Her vision blurred. The former scene of a summer’s day came into and out of existence in time with the hammering of her heart. Then the scene changed.
She was naked and tied painfully tight to the tree, heard the screams of the villagers, the screams of her husband and son, saw Eirik and her infant child being tortured, saw them die. She saw Nidhug’s gloating face come near hers, looked down in horror at the corpse of her son tied to her breast, and heard Nidhug’s laughter as he rode away with his men, leaving her to die.
Then the scene changed again. She was near death, was going to die, did die. But then she felt the rotting corpse of her son stir in her breast, saw the slain villagers and her husband stagger back to life. They approached her. She heard them murmur soothing words as they untied her. They urged her to join them, to rest, to lie down in the narrow bed of her grave, to know peace.
Yes, she thought, I belong with you, with the dead.
But then, so faintly she could barely hear, there was the sound of a child crying. She looked for the source, saw a ghostly image on its knees. Its face was buried in its hands. She forced her way through the clinging hands of the corpses, reached out, touched the child’s dark hair. It looked up at her. The face was familiar, so like her own.
Guthrun! Her thoughts suddenly screamed, breaking the spell of the poison in her blood.
The ghostly image of her daughter vanished, and so did the hallucinations of the dead. She stood alone beneath the tree, leaned against the trunk, breathed heavily, and slowly regained her strength. She looked down at the Corpse Runes pulsing in Eirik’s grave. Somewhere the living corpse and soul of her husband was being kept tormented in slavery to Nidhug.

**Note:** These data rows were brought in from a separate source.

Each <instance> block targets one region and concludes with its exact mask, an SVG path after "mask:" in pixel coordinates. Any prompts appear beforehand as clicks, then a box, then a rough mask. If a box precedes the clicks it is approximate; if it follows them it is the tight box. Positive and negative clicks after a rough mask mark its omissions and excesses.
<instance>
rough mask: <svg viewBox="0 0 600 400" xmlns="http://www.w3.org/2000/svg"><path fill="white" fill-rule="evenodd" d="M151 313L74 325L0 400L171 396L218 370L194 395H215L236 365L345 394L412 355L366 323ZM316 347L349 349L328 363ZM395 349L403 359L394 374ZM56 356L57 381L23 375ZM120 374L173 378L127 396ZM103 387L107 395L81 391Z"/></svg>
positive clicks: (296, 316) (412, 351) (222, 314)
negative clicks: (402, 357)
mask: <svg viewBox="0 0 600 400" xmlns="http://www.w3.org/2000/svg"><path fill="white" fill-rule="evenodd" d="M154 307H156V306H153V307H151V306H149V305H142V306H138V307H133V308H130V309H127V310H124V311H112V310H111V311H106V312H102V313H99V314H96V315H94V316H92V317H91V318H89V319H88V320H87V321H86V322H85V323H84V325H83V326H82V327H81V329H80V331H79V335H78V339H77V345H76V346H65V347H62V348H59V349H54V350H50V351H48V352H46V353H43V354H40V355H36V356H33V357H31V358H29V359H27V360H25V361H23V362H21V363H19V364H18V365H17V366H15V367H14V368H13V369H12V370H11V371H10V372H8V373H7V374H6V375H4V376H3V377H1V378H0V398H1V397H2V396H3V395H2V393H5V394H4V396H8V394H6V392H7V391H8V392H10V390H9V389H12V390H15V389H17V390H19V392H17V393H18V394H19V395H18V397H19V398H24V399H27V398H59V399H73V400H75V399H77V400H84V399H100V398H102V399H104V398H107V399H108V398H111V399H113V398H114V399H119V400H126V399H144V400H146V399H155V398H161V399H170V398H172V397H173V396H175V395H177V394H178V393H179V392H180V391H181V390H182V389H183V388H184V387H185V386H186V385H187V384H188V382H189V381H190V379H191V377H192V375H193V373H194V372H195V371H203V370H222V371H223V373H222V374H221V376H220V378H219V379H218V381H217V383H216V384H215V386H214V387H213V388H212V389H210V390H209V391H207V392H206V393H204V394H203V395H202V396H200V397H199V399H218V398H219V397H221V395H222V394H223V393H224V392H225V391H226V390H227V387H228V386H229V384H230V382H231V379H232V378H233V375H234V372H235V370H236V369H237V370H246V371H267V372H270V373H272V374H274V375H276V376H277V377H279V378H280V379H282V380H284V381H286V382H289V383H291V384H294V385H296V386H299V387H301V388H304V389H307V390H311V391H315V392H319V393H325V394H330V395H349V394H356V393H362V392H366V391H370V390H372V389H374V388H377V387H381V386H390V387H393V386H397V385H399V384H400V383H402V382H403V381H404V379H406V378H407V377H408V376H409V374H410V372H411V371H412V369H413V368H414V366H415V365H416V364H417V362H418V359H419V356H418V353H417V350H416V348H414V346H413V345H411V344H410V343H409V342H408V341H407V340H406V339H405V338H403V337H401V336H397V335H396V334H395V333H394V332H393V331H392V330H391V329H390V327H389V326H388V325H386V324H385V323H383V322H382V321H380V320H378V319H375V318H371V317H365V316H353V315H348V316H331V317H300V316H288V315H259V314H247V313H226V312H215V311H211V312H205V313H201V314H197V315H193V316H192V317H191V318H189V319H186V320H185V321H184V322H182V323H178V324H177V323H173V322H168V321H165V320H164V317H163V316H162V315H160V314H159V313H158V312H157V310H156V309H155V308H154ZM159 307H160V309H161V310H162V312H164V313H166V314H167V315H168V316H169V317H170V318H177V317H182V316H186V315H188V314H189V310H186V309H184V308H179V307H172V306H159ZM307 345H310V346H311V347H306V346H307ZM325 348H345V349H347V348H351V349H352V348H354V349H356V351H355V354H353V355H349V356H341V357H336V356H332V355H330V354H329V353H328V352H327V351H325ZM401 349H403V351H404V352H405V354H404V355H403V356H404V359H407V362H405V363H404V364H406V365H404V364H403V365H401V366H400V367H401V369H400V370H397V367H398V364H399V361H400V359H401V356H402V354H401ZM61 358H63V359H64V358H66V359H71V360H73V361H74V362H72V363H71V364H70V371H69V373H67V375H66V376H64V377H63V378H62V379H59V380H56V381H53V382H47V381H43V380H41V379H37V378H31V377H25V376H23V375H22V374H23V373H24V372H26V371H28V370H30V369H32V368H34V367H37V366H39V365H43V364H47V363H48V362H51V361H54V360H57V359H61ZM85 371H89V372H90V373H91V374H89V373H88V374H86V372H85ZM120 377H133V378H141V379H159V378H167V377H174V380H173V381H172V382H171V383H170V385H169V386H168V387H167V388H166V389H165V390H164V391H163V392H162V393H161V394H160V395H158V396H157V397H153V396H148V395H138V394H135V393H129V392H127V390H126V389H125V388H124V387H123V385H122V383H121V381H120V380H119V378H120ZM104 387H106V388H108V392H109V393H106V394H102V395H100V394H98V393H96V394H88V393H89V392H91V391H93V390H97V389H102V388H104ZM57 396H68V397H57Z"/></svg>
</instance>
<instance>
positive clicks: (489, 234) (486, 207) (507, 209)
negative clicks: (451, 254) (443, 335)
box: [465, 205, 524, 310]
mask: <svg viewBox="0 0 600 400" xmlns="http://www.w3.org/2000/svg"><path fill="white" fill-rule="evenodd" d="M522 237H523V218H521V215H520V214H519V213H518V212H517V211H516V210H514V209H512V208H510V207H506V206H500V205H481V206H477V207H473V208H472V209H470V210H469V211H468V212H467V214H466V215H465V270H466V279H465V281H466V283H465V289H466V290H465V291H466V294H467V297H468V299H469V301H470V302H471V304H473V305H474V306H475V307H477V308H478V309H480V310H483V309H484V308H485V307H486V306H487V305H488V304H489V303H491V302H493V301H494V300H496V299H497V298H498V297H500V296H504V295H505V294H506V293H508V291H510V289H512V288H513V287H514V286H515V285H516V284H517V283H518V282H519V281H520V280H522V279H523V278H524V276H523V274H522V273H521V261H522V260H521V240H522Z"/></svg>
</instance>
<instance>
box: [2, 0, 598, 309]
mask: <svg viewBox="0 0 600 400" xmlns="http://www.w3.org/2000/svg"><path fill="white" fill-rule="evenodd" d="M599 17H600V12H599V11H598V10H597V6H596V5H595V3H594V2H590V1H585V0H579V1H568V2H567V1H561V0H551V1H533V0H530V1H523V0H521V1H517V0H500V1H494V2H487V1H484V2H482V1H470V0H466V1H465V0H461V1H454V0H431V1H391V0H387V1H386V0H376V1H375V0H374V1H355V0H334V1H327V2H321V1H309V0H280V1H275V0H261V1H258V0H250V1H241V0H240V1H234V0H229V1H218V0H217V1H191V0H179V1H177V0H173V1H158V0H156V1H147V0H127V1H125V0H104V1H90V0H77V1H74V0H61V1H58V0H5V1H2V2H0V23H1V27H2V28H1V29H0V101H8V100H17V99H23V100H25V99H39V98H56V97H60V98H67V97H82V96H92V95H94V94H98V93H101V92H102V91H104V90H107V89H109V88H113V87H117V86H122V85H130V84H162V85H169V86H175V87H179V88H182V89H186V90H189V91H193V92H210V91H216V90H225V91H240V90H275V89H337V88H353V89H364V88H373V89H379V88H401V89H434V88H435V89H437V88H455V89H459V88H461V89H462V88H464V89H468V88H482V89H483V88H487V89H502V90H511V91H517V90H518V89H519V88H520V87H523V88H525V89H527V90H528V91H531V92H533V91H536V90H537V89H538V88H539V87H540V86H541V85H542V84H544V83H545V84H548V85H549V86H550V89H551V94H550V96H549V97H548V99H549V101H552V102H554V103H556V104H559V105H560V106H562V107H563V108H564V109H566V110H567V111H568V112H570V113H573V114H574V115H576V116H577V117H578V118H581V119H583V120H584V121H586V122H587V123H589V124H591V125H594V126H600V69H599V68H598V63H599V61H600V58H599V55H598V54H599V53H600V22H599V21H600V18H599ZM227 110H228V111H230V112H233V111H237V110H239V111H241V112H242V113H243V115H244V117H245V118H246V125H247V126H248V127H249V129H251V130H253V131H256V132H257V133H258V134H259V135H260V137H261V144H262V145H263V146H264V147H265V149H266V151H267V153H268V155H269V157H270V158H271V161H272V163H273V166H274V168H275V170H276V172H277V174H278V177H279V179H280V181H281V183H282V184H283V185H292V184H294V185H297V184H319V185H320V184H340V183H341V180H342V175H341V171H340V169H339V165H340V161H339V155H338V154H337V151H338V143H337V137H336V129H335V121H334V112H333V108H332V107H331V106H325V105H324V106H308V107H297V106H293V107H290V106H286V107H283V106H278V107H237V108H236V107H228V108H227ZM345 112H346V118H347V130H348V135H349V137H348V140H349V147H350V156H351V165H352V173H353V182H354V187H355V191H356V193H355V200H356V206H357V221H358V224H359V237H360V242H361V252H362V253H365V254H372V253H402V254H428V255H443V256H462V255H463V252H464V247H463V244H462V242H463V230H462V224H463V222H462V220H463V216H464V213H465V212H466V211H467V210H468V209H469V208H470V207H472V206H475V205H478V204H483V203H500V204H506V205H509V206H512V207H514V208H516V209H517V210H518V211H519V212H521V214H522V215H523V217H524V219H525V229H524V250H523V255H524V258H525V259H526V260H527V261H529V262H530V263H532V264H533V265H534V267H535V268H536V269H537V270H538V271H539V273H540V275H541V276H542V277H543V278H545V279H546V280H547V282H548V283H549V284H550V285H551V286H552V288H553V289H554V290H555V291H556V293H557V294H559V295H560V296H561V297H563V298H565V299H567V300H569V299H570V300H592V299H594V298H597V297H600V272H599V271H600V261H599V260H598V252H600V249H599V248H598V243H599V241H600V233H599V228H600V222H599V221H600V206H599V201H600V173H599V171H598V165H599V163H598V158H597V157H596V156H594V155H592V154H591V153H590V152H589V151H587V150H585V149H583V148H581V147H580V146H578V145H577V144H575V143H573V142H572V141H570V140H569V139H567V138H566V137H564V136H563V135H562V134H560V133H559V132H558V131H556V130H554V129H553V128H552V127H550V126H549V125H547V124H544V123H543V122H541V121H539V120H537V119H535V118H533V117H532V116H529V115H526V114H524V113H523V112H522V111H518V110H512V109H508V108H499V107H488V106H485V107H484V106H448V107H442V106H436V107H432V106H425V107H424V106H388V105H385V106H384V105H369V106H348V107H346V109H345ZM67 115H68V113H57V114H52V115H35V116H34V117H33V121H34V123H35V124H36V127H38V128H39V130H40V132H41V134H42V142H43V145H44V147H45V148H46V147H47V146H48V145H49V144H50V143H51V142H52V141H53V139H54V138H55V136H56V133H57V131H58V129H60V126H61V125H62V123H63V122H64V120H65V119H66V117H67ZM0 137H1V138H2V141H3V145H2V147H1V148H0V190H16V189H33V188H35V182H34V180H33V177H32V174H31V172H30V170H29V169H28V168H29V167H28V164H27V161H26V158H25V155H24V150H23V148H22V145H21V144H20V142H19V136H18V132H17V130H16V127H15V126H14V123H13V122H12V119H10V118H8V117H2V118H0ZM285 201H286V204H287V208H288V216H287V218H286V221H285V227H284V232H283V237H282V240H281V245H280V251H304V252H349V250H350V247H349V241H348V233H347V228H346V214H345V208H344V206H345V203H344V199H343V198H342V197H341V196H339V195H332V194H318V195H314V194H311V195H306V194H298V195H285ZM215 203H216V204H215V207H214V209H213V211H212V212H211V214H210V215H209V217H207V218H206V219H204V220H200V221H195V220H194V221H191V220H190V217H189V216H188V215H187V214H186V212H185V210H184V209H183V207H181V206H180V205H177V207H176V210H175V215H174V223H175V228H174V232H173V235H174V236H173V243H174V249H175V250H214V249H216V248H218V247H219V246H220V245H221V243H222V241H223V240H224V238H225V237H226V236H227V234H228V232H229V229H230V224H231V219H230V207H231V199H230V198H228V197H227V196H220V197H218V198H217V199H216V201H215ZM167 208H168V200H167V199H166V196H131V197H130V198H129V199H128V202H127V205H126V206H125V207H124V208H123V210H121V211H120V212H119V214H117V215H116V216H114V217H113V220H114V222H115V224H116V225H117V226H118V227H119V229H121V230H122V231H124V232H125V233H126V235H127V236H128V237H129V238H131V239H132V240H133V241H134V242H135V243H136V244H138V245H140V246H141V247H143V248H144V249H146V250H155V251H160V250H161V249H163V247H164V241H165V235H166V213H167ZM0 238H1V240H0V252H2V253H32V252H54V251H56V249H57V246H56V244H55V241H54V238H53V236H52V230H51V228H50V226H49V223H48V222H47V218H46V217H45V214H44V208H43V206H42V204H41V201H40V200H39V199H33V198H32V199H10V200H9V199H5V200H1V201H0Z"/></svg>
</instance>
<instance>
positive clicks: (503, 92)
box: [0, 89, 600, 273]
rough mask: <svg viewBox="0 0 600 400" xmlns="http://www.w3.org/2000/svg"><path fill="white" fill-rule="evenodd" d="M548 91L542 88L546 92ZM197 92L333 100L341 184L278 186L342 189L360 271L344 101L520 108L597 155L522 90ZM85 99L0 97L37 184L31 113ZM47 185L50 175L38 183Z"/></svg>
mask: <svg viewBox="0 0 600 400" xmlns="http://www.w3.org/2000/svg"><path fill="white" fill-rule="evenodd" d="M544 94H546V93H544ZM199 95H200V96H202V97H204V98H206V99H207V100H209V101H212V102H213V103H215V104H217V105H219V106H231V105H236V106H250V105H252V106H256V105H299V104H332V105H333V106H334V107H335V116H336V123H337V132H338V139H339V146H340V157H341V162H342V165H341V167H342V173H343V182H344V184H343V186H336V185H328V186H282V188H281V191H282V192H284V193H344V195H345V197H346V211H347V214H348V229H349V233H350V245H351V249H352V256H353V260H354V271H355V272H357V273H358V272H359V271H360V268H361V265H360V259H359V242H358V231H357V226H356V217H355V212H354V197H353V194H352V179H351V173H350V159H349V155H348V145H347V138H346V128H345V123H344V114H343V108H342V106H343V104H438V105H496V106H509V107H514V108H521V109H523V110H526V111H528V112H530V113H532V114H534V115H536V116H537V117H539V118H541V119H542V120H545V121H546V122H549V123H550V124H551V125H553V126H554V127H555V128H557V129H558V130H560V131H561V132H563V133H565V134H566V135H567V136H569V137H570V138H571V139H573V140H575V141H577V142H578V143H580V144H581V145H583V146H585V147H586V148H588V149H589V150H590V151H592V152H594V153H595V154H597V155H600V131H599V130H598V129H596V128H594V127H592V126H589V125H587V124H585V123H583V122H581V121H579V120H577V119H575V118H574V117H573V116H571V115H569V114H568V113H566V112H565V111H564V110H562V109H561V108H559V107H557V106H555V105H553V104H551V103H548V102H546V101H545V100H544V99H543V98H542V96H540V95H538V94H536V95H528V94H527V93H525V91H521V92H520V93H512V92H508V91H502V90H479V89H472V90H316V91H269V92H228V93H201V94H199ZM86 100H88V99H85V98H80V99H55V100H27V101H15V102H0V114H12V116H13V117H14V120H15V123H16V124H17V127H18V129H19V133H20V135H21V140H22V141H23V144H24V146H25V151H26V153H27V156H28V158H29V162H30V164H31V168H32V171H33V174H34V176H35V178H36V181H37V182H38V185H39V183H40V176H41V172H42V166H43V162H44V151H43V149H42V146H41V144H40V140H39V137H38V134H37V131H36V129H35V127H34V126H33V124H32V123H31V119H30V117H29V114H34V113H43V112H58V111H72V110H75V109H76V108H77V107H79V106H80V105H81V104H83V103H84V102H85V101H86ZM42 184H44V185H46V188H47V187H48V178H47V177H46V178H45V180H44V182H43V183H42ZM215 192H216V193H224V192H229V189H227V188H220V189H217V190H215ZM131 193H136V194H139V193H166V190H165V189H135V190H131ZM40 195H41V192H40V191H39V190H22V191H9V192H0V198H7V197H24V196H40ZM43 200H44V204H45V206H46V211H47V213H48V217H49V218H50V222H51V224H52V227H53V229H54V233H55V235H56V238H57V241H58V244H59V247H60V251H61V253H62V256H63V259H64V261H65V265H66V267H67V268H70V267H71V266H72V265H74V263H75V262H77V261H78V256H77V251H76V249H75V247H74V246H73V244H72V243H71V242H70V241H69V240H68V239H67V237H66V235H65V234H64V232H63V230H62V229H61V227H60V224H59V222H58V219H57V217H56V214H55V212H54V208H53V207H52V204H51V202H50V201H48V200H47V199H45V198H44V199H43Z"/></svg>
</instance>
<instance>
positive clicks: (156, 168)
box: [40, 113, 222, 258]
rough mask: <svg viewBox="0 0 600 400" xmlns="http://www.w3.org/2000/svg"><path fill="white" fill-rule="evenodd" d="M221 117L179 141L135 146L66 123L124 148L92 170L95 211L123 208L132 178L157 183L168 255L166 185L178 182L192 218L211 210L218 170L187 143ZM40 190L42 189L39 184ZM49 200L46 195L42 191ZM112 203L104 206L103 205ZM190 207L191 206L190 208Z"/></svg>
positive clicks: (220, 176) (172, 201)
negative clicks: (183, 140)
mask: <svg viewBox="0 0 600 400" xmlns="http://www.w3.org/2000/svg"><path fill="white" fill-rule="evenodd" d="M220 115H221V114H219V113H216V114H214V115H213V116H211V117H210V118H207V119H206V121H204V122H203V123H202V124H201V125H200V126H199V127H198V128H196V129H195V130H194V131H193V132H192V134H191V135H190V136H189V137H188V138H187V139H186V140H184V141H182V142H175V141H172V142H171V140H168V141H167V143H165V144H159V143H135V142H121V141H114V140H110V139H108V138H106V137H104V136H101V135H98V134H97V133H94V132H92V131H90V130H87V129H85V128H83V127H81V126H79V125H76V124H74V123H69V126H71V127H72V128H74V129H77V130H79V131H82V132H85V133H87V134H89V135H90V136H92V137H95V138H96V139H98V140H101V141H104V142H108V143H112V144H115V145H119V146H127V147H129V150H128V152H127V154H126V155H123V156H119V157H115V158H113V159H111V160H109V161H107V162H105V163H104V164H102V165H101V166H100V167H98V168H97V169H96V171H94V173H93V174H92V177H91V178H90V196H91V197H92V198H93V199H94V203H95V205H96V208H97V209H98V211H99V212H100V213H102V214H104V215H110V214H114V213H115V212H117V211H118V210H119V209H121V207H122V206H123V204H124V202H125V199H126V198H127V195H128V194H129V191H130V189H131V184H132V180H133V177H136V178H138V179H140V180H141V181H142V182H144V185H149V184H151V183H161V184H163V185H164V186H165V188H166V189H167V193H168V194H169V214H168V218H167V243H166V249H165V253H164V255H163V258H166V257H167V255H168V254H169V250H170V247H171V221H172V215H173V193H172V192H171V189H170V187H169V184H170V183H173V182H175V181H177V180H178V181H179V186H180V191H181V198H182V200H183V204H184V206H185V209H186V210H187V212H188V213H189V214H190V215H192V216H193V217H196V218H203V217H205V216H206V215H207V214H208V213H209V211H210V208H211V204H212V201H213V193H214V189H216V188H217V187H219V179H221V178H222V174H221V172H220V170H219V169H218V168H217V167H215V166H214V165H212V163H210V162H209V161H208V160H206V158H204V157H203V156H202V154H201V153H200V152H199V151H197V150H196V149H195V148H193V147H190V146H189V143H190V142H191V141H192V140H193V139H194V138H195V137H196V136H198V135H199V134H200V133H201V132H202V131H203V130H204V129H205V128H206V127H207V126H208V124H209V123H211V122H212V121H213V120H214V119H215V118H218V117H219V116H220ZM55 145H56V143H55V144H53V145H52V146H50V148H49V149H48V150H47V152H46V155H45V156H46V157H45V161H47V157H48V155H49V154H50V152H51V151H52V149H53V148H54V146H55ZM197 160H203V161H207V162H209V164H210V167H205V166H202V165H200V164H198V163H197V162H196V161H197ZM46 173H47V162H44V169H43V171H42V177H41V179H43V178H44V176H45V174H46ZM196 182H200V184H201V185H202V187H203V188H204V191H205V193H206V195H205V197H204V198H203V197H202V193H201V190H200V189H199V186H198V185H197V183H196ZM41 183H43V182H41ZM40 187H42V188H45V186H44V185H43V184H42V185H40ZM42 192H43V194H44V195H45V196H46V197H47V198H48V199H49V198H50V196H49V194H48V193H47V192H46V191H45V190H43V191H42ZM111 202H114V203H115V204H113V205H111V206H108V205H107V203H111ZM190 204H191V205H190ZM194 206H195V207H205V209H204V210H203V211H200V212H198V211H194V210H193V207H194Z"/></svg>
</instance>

Her face a grim mask, Bloodsong raised her sword over the grave, gripping the hilt tightly, knuckles white, rage boiling within her, all grief momentarily burned away.
“I will destroy him, Eirik,” she vowed, her voice harsh in the darkness, “and when he walks the Earth no more, the Corpse Runes in your grave will fade, leaving your soul free to be with the Gods.” And if you’re imprisoned in Nastrond, perhaps I will find your dust or bones and return them here, she thought.
For a moment she wondered why Nidhug had not left Eirik’s undead corpse in the village in case she returned, instead of Sifa’s. Surely Eirik would have been even more likely to persuade her to lie down in the grave. But then she thought she knew the reason—so that even if she did manage to escape the trap and destroy the Death Slave, it would not be Eirik’s flesh and soul she freed, but Sifa’s, leaving Eirik still in torment, Nidhug’s slave.
She glanced at the smaller grave of her son. At least he left you in peace, she thought gratefully, and you may now rest peacefully too, dear Sifa, she added, eyes brimming. Then she wiped at her eyes, turned, and began walking back toward her friends, watching carefully for other danger, her hatred for Nidhug blazing more fiercely than ever it had before.